On the conservative side of the fence, she's black and Indian and most unforgivable of all, a DEMOCRAT!
On the liberal side, she's taken a hard stance on crime, including minor drug offenses that probably shouldn't be crimes.
She's got something for everybody! To hate!

[–] Arotrios@kbin.social 5 points 1 year ago (1 children)

This is probably the best breakdown of public perceptions of her record:

A close examination of Harris’s record shows it’s filled with contradictions. She pushed for programs that helped people find jobs instead of putting them in prison, but also fought to keep people in prison even after they were proved innocent.
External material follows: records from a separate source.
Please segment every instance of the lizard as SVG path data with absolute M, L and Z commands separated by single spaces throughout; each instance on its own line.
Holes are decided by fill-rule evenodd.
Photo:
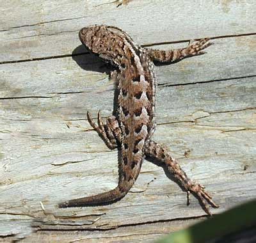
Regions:
M 145 157 L 165 164 L 177 182 L 188 193 L 192 192 L 205 212 L 211 215 L 209 206 L 218 208 L 202 185 L 191 180 L 166 148 L 154 142 L 156 129 L 155 97 L 157 80 L 154 61 L 172 63 L 186 58 L 202 55 L 210 46 L 209 38 L 189 42 L 184 48 L 160 51 L 143 48 L 121 29 L 95 25 L 81 29 L 79 37 L 86 48 L 114 67 L 111 78 L 117 83 L 116 114 L 103 122 L 100 111 L 96 124 L 89 111 L 88 121 L 110 149 L 121 150 L 118 164 L 119 180 L 114 189 L 94 196 L 70 200 L 59 204 L 60 208 L 110 204 L 124 198 L 139 175 Z

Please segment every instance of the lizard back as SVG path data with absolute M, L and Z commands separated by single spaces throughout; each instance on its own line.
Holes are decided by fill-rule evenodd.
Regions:
M 141 47 L 116 27 L 85 27 L 79 38 L 90 51 L 117 68 L 117 118 L 122 133 L 118 188 L 126 194 L 139 175 L 145 143 L 155 128 L 154 64 Z

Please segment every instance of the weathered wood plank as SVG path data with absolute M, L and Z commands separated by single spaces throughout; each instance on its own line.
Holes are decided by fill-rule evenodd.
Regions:
M 0 61 L 70 54 L 78 31 L 95 24 L 117 26 L 140 44 L 255 33 L 253 0 L 133 1 L 120 8 L 111 2 L 4 1 Z
M 209 47 L 207 54 L 156 67 L 159 84 L 177 85 L 256 75 L 256 35 L 224 38 L 212 42 L 214 45 Z M 168 49 L 186 45 L 185 43 L 154 47 Z M 51 98 L 52 104 L 52 98 L 58 98 L 64 93 L 77 95 L 76 93 L 81 92 L 83 95 L 77 95 L 88 96 L 92 95 L 92 90 L 97 93 L 111 90 L 113 82 L 104 73 L 108 71 L 106 67 L 102 68 L 104 65 L 92 54 L 1 65 L 0 97 L 45 97 L 45 99 Z M 113 93 L 108 93 L 108 106 L 113 103 Z M 83 111 L 83 114 L 90 108 L 84 107 L 86 100 L 81 100 L 83 106 L 77 107 Z M 97 109 L 104 109 L 102 107 L 104 104 L 99 105 Z M 75 111 L 77 105 L 72 106 Z M 88 106 L 90 106 L 90 102 Z M 61 114 L 63 112 L 60 110 Z M 80 111 L 76 110 L 76 113 Z

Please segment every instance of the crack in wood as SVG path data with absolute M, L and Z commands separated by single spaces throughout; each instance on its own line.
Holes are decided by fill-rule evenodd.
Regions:
M 77 19 L 79 19 L 79 18 L 77 18 Z M 52 22 L 57 22 L 57 21 L 58 20 L 52 21 Z M 33 25 L 32 25 L 32 26 L 33 26 Z M 6 31 L 6 30 L 4 30 L 4 31 Z M 0 31 L 3 31 L 3 30 Z M 66 32 L 75 32 L 75 31 L 66 31 Z M 62 32 L 61 32 L 61 33 L 62 33 Z M 33 37 L 37 36 L 39 35 L 44 35 L 44 34 L 40 34 L 40 35 L 38 35 L 31 36 L 31 37 L 32 36 Z M 51 34 L 51 35 L 49 34 L 47 35 L 56 35 L 56 34 Z M 220 38 L 224 38 L 246 36 L 250 36 L 250 35 L 256 35 L 256 33 L 222 35 L 222 36 L 212 36 L 212 37 L 211 37 L 210 39 L 214 40 L 214 39 L 220 39 Z M 25 37 L 29 37 L 29 36 L 25 36 Z M 200 40 L 200 39 L 195 39 L 195 40 Z M 155 45 L 168 45 L 168 44 L 179 43 L 183 43 L 183 42 L 189 42 L 190 40 L 177 40 L 177 41 L 173 41 L 173 42 L 158 42 L 158 43 L 157 42 L 157 43 L 147 43 L 147 44 L 144 44 L 144 45 L 141 45 L 141 46 L 143 47 L 152 47 L 152 46 L 155 46 Z M 89 54 L 89 52 L 81 52 L 81 53 L 77 53 L 76 54 L 69 54 L 49 56 L 45 56 L 45 57 L 42 57 L 42 58 L 33 58 L 23 59 L 20 59 L 20 60 L 4 61 L 0 61 L 0 65 L 24 63 L 24 62 L 33 61 L 47 60 L 49 59 L 62 58 L 67 58 L 67 57 L 69 58 L 69 57 L 77 56 L 81 56 L 81 55 L 84 55 L 84 54 Z

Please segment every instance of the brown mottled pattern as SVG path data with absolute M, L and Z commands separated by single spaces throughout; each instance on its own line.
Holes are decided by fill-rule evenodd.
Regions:
M 154 61 L 176 62 L 204 52 L 211 45 L 208 38 L 191 43 L 187 47 L 167 51 L 143 49 L 122 29 L 108 26 L 83 28 L 79 38 L 89 51 L 116 67 L 111 78 L 118 83 L 118 109 L 105 124 L 98 113 L 98 125 L 89 113 L 88 119 L 107 146 L 122 150 L 118 186 L 108 192 L 67 201 L 60 207 L 90 206 L 111 203 L 124 197 L 136 180 L 144 157 L 150 156 L 164 162 L 188 191 L 196 195 L 206 212 L 208 203 L 217 207 L 211 196 L 198 184 L 188 178 L 177 161 L 166 149 L 151 140 L 156 128 L 155 97 L 157 81 Z

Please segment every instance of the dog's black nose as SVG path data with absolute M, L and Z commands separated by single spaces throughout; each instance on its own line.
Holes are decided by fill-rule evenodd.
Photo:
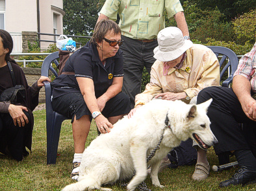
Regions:
M 214 137 L 214 139 L 213 139 L 213 144 L 214 144 L 214 145 L 216 145 L 216 144 L 217 144 L 218 143 L 219 143 L 219 142 L 218 141 L 217 139 L 216 139 L 216 138 Z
She refused to pursue the death penalty against a man who killed a police officer, but also defended California’s death penalty system in court. She implemented training programs to address police officers’ racial biases, but also resisted calls to get her office to investigate certain police shootings.

But what seem like contradictions may reflect a balancing act. Harris’s parents worked on civil rights causes, and she came from a background well aware of the excesses of the criminal justice system — but in office, she played the role of a prosecutor and California’s lawyer. She started in an era when “tough on crime” politics were popular across party lines — but she rose to national prominence as criminal justice reform started to take off nationally. She had an eye on higher political office as support for criminal justice reform became de rigueur for Democrats — but she still had to work as California’s top law enforcement official.

Her race and gender likely made this balancing act even tougher. In the US, studies have found that more than 90 percent of elected prosecutors are white and more than 80 percent are male. As a Black and Indian American woman, Harris stood out — inviting scrutiny and skepticism, especially by people who may hold racist stereotypes about how Black people view law enforcement or sexist views about whether women are “tough” enough for the job.

Still, the result is the same: As she became more nationally visible, Harris was less known as a progressive prosecutor, as she’d been earlier in her career, and more a reform-lite or even anti-reform attorney general. Now critics have labeled her a “cop” — a sellout for a broken criminal justice system.

Sauce is Vox

[–] carlyman@beehaw.org 6 points 1 year ago

Thank you for sharing that there is nuance beyond just "she's black."